Kilmer was one of America’s most promising young poets. Born in New Brunswick, New Jersey, he showed a passion for writing while attending Rutgers College and Columbia University. At the age of twenty-six he produced his most famous poem, "Trees." This became one of the most quoted verse among schoolchildren in the first half of the twentieth century.
I think that I shall never see
A poem as lovely as a tree.
A tree whose hungry mouth is pressed
Against the earth’s sweet flowing breast;
A tree that looks at God all day,
And lifts her leafy arms to pray;
A tree that may in Summer wear
A nest of robins in her hair;
Upon whose bosom snow has lain;
Who intimately lives with rain.
Poems are made by fools like me,
But only God can make a tree.
Knowing of Kilmer’s life, most Evangelicals believe he was definitely born again, though he and his wife became Catholics. When America went to war in 1917, Kilmer believed he had to sign up. He was assigned to the famous and distinguished Fighting Sixty-Ninth Division.

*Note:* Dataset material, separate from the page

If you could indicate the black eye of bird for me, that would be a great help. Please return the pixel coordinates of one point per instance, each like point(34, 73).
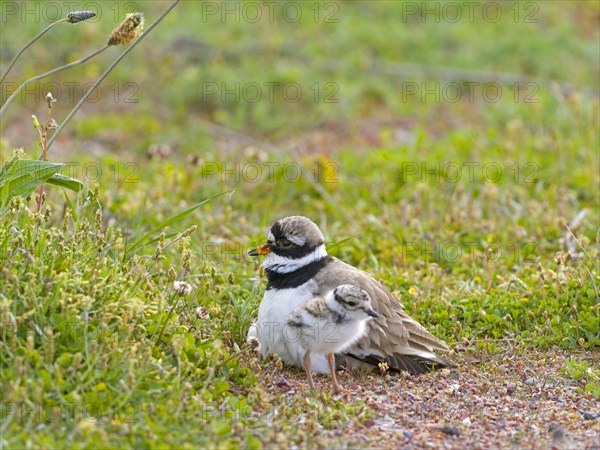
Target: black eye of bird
point(284, 243)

While in France he penned his last literary work, a poem entitled "Prayer of a Soldier in France." Volunteering to scout behind enemy lines to find a German machine-gun nest, Kilmer was killed instantly by a single sniper’s bullet. In his last letter home he wrote:
"Pray that I may love God more. To love Him more passionately, more constantly, without distractions."
Kilmer died at the age of thirty-one. After the war, the training facility in New Jersey where he trained, was named "Camp Kilmer."